By the time Cathcart came to nursing, she was in her mid-30s, a mom, and on her second career. The combination of business experience, parenting perspective, and long-held passion for pediatrics prepared her well to lead the nurses who care for the smallest, most critically ill babies.
At Mission Bay, we’ll have three times the space to care for our patients and their loved ones. And all the rooms will be single, so families will be able to stay overnight with their infants.
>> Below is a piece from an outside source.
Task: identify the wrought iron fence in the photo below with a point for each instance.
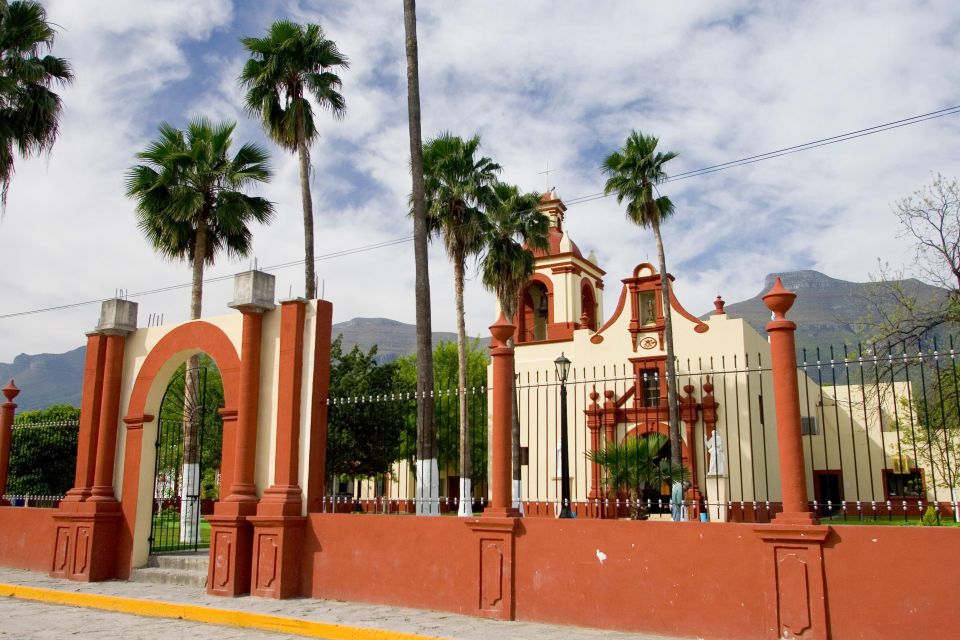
(371, 451)
(880, 431)
(43, 460)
As ICN manager at UCSF Benioff Children’s Hospital, Cathcart oversees a highly trained team that partners with some of the world’s most experienced neonatal specialists. Their patients are preemies and other babies born with multiple, serious health complications, often requiring complex surgery. Among the first of its kind in the world when it was created in 1964, UCSF’s ICN now treats more than 1,000 infants each year and maintains one of the country’s largest neonatal heart programs.
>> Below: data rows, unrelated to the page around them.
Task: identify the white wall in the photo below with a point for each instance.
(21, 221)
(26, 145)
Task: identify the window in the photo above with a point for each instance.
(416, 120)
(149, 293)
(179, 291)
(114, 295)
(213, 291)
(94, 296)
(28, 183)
For all the talent on staff, UCSF’s ICN is uniquely nonhierarchical, Cathcart says. Nurses are prized players in a team effort dedicated to getting sick babies healthy and home. Quality and safety standards are exceptionally high. And in a crowded, 50-bed nursery overflowing with equipment, the pace can be overwhelming; the anxiety of worried parents, palpable. Extraordinary measures are an everyday occurrence when you’re providing post-surgical care for a preemie so small she fits in a shoebox, or teaching frightened new parents to administer treatment at home. It’s at times like these that an ICN nurse must be both superheroic and deeply, compassionately human.
Supporting nurses and coaching them to make a difference is the core of Cathcart’s job. “I make sure they have the resources to concentrate 100 percent at the bedside,” she says. “I try to buffer them from families who feel helpless, or even angry, in the face of their child’s uncertain future. And I like to help new grads become not just competent but excellent nurses.”
The rewards of such work include the privilege of being present in a family’s life when they finally take home a baby that has required above-and-beyond care since birth. Each year, Cathcart looks forward to October, when the real superheroes emerge: Kids who began life hooked up to high-tech machines, wearing tiny preemie watch caps, return in capes and face paint and crazy wigs for a Halloween homecoming. And the ICN is filled with their laughter.